LITERASI- ONLINE.COM - Pemerintah melalui Kementerian Agama (Kemenag) RI resmi menetapkan Idul Fitri 1 Syawal 1447 Hijriah jatuh pada hari Sabtu (21/3/2026). 

Keputusan itu dibacakan oleh Menteri Agama (Menag) Prof KH Nasaruddin Umar setelah sidang isbat digelar di Auditorium HM Rasjidi, Kementerian Agama, Jakarta Pusat, Kamis (19/3/2026) malam WIB. 

 "Berdasarkan hasil hisab, Kemenag melalui sidang isbat, maka disepakati bahwa tanggal 1 Syawal 1447 Hijriah jatuh pada hari Sabtu, 21 Maret 2026," kata Nasaruddin Umar saat konferensi pers. 

Rangkaian sidang isbat dimulai sejak sore hari di kantor Kemenag, Jakarta Pusat. 

Tahapannya diawali seminar posisi hilal yang terbuka untuk umum sekitar pukul 16.30 WIB. 

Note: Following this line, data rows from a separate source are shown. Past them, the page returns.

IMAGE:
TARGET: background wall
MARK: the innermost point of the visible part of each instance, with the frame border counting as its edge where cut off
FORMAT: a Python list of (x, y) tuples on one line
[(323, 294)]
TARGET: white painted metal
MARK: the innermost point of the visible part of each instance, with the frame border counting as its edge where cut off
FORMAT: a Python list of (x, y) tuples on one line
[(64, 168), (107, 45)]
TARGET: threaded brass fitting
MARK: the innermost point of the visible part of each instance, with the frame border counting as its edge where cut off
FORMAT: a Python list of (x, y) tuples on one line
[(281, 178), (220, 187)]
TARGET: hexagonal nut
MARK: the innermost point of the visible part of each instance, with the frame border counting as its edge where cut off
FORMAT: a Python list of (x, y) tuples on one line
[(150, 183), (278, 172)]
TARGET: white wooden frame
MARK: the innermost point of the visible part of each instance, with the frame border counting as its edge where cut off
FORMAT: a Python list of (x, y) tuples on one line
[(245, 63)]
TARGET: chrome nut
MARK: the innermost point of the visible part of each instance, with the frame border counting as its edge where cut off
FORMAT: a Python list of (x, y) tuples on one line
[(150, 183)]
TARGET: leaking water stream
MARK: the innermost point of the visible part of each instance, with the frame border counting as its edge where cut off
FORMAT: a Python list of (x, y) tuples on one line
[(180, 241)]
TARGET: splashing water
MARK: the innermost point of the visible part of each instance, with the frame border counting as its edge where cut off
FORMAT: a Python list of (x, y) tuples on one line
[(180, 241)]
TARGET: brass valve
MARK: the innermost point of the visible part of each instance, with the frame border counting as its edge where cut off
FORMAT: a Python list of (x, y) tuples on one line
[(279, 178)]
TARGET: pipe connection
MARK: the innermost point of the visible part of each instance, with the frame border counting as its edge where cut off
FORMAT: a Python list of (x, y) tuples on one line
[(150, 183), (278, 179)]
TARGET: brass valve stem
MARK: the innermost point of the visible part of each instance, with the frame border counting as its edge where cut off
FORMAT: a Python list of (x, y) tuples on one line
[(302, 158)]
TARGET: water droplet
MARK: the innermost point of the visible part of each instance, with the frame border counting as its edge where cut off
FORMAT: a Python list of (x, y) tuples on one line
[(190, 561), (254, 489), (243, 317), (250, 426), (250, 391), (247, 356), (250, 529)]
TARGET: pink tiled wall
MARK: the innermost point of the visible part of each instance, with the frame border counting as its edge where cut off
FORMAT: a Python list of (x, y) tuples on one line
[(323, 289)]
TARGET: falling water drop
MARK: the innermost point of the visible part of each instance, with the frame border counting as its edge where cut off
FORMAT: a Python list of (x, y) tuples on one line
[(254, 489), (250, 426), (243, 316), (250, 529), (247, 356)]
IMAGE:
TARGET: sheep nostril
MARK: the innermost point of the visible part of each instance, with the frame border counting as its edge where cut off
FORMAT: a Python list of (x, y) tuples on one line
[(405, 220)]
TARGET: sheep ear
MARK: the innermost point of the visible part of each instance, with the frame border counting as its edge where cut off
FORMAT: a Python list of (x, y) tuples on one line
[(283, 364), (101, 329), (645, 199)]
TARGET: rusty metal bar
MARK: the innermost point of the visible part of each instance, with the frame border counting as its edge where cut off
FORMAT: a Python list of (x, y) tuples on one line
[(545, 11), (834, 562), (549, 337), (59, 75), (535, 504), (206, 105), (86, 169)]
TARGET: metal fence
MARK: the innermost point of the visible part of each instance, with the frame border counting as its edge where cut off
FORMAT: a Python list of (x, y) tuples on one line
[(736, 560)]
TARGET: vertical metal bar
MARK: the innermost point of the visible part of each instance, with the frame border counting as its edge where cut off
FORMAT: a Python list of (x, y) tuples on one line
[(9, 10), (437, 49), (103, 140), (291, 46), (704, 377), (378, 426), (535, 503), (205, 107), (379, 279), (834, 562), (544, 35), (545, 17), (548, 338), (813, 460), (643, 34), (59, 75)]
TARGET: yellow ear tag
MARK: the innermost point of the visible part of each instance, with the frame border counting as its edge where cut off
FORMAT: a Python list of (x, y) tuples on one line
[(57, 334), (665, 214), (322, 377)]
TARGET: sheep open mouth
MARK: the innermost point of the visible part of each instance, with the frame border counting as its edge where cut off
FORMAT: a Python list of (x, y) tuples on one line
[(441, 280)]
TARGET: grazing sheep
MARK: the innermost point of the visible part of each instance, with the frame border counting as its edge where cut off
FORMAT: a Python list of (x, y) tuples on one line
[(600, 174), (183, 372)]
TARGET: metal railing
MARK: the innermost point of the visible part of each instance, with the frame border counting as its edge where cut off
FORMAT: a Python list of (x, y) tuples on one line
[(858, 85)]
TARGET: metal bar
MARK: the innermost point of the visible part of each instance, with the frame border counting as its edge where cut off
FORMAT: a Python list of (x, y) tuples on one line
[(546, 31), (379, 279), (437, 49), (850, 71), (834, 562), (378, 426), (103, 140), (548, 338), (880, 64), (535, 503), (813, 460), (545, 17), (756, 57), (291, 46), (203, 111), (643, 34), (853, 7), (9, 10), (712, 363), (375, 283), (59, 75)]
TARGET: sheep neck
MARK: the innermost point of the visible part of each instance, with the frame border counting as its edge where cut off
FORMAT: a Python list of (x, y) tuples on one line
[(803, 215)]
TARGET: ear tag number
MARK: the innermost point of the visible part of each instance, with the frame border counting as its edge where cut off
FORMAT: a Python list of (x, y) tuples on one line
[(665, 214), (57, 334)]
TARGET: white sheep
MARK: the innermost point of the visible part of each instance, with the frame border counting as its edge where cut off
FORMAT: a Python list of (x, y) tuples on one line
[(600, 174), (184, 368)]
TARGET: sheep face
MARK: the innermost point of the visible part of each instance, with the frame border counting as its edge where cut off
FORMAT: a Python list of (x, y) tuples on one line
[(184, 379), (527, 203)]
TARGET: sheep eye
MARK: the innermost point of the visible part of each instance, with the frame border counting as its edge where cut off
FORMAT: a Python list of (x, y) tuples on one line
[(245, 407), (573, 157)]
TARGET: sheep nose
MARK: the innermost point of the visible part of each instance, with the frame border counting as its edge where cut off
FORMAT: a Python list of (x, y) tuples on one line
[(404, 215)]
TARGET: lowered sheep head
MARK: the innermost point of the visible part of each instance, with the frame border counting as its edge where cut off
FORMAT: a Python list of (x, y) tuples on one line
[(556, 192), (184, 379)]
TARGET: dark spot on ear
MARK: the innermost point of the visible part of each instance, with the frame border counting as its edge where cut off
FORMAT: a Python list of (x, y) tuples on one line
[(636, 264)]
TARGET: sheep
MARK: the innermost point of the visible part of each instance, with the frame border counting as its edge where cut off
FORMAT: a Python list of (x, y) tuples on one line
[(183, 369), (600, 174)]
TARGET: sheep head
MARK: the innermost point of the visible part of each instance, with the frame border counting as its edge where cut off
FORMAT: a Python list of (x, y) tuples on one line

Dalam seminar posisi hilal, tim Kemenag memaparkan kondisi hilal berdasarkan perhitungan astronomi (hisab). 

Tahap berikutnya, sidang isbat utama digelar secara tertutup selepas Maghrib, sekitar pukul 18.45 WIB. 

Hasilnya kemudian diumumkan kepada publik olen menteri agama. 

Penetapan Idul Fitri dilakukan melalui dua pendekatan atau metode yakni hisab dan rukyatul hilal. 

Metode ini mengombinasikan perhitungan astronomi dengan hasil pengamatan hilal di lapangan yang dilakukan di ratusan titik di seluruh Indonesia, mulai dari Aceh hingga Papua. 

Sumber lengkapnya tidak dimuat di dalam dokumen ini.